Seule filiale à l’étranger bénéficiaire sur les 27 que compte Entreprise Rhône-Alpes International (Erai), le bras armé de la Région à l’international, Erai Allemagne GmbH devrait être logiquement celle qui attire le plus de candidatures à sa reprise – notamment de la part de sociétés d’accompagnement à l’international privées françaises. Les offres devaient être déposées auprès de l’administrateur judiciaire le 20 mai. Mais au-delà de la reprise de ses activités commerciale, le cas allemand illustre aussi l’importance qu’a Erai comme outil de politique étrangère de la Région, ce que l’on appelle les aspects régaliens de ses missions.

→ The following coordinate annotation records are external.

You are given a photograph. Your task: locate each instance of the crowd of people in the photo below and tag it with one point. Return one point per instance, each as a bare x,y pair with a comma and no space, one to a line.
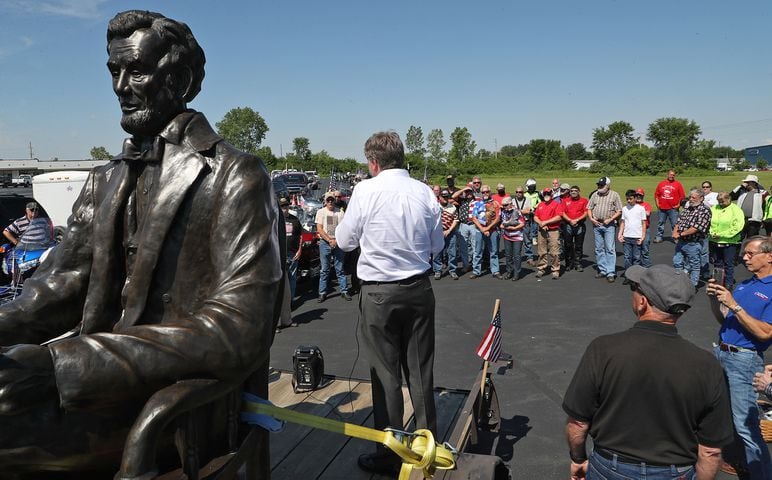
546,228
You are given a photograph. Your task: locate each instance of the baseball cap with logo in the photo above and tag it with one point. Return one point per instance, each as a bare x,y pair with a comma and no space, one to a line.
666,288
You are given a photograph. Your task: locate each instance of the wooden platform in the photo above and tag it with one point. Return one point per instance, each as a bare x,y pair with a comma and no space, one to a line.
302,453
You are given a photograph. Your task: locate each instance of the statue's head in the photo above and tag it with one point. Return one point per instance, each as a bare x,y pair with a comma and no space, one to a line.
157,68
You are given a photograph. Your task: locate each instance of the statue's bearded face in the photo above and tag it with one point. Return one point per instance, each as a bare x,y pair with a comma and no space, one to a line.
143,81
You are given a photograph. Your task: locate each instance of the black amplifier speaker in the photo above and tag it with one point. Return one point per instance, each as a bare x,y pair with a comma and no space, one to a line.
308,365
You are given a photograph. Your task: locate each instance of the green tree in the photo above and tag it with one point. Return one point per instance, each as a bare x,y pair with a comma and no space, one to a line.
462,145
414,141
512,150
100,153
577,151
301,147
673,139
244,128
637,160
547,154
435,142
610,143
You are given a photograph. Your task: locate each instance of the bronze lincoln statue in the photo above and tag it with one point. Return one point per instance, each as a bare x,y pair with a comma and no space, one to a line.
169,269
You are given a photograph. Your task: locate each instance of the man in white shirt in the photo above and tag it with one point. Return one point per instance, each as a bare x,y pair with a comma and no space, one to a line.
632,231
395,220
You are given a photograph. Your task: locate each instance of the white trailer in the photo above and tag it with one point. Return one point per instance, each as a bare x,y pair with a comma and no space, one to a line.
56,192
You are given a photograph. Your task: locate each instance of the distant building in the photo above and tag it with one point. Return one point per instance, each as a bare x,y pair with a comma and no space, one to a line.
580,164
754,154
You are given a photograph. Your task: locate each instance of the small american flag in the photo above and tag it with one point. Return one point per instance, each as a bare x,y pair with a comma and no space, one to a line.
490,347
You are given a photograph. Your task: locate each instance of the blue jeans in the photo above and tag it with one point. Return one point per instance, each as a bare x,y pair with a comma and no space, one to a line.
739,369
465,242
604,469
605,249
512,253
492,244
632,252
325,252
292,274
450,251
645,258
663,216
477,248
530,232
573,244
687,257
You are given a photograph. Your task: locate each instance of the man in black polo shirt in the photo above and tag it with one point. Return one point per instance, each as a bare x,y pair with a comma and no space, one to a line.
654,403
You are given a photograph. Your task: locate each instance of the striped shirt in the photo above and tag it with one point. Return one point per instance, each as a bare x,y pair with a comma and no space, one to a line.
604,206
449,215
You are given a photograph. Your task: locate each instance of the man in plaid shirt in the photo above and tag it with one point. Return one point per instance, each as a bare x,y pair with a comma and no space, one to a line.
692,228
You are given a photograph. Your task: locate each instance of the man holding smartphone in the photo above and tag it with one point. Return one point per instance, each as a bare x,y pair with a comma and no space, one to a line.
745,316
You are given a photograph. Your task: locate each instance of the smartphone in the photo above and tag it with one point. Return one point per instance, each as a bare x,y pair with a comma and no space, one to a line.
719,276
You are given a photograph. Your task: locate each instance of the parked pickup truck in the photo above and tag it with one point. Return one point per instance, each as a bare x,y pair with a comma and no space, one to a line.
22,181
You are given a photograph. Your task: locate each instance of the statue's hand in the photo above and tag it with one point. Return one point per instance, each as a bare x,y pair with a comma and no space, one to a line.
26,377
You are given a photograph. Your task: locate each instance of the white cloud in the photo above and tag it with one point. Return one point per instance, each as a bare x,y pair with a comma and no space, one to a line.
66,8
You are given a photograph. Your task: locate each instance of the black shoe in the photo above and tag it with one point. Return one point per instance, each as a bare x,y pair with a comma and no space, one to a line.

Peter Dietrich vante l’ « excellente coopération » avec Erai Allemagne
Dans le cas de l’Allemagne, ce qui se joue dans les coulisses est le lien étroit, institutionnel et économique, tissé au fil des ans entre Rhône-Alpes et le land du Bade-Wurtemberg, où est basé Erai Allemagne. Très tôt à Stuttgart, au sein du gouvernement du land, on s’est inquiété de l’avenir de la structure française. Au point que le 16 mars dernier, Peter Friedrich, le ministre au Parlement allemand pour les Affaires européennes et internationales, adressait à Jean-Jack Queyranne, le président de la Région Rhône-Alpes, une lettre vantant l’ « excellente coopération de longue date entre le land et Erai Allemagne de Stuttgart ».
Dans cette lettre assez courte, dont la Lettre confidentielle s’est procurée une copie, Peter Friedrich rappelle qu’ « Erai Allemagne a soutenu plus de 40 entreprises de la région Rhône-Alpes pour leur entrée sur le marché allemand ». Par ailleurs, il souligne l’ « étroite collaboration entre le land de Bade-Wurtemberg et Erai dans le cadre du groupe de travail Économie pour les quatre moteurs pour l’Europe » (alliance scellée par les puissantes régions de Bade-Wurtemberg, Catalogne, Lombardie et Rhône-Alpes) et « dans le cluster e-mobil BW » (Agence du Bade-Wurtemberg pour la mobilité électrique et la technologie de la pile à combustible).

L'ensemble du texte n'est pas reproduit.